Keep Herod in Christmas?
CrossOver reflection for Week Three • Beginning December 16, 2018
We Make the Road by Walking, Chapter 16
by Rev. Gregg Sealey, CPCC, ACC
How many of us have a nativity scene or crèche decorating our home this Advent?
Nativities include some powerful symbols in this season of waiting, even outside of the Christ child (that incidentally should be absent until Christmas!).
- The shepherds are a powerful reminder of those who are looked down upon as they were the first to see and worship the incarnation of God.
- The wise men/”stargazers” are symbolic of the government representatives who have to travel long distances to celebrate this Good News and are transformed along the journey
- Joseph had three opportunities to bail on Mary but remained steadfast and faithful
- Mary, God’s chosen one, is an unwed, pregnant teenager of all people.
We often see animals that are clean and happy in nativity scenes, but I wonder if we lose some of the message of Christmas (and in fact the message Jesus himself brings to us as Emmanuel/”God with us”) if we keep our holy season completely sanitized. Does the season speak to the world today as richly when we don’t realize the importance of keeping Herod in our awareness during Advent and Christmas.

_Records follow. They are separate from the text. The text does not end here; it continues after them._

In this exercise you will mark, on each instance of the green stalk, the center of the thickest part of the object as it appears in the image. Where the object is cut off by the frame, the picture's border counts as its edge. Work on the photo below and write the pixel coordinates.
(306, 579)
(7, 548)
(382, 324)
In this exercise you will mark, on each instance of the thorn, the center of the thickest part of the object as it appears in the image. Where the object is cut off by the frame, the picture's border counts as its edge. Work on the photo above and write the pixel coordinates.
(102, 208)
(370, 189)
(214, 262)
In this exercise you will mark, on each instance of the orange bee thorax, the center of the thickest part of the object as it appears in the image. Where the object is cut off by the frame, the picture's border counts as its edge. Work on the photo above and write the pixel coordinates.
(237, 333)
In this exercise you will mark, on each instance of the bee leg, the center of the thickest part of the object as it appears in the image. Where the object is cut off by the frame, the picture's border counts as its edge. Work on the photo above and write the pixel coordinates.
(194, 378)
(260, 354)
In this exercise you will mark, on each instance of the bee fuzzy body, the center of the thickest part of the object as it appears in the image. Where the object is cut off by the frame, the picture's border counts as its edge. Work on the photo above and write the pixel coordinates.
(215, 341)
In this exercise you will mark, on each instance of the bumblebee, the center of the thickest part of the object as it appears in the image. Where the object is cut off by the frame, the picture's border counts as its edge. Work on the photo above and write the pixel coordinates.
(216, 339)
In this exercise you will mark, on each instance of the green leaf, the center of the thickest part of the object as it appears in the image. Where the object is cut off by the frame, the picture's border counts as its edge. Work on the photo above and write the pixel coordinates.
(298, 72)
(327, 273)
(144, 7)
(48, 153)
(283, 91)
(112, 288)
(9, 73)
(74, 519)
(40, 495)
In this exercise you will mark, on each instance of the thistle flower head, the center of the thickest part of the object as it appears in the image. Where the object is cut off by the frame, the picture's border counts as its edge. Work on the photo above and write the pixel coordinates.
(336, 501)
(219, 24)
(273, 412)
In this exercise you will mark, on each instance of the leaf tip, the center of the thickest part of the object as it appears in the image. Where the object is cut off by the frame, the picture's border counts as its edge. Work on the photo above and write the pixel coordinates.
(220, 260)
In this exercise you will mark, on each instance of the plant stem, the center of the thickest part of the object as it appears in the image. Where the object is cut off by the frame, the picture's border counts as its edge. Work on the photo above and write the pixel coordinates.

There was darkness in the world that first Christmas, and there is certainly darkness in our world today. Just as innocents were slaughtered by Herod, we have innocents who have been slaughtered in places of worship, in stores and in schools. We don’t have to look any further than the daily news to see the darkness in our world. Herod is THE symbol of our messed up world ruled by fear and violence.
Will we acquiesce, become cynical or depressed, or will we look for another way? Mary’s song, the Magnificat, foreshadows how the rulers of the darkness will be brought down and how her son will lift us up! The message Jesus brings is a call for us to be people of love and hope in a world of fear and violence; to be people who can attest to the light that cannot be overcome by darkness; to be a people of healing and life in a world of death and disease.
In this CrossOver year, where there is anxiety in our United Methodist system, my prayer is that we don’t forget about the darkness in our world, but it ought not be our sole focus either. What if we were to actually “cross over” from an existence ruled by anxious reactions to the darkness in our world to one in which we can thoughtfully and faithfully respond, guided by the peace and grace of Christ?
There is another way … a way that leads to life.
May we follow that more excellent way, this Advent and always.
Rev. Gregg Sealey serves as Superintendent for the Inland Missional District in the Pacific Northwest Annual Conference of The United Methodist Church. He is the current dean of the PNW Cabinet and is a trained and certified Professional Co-Active Coach.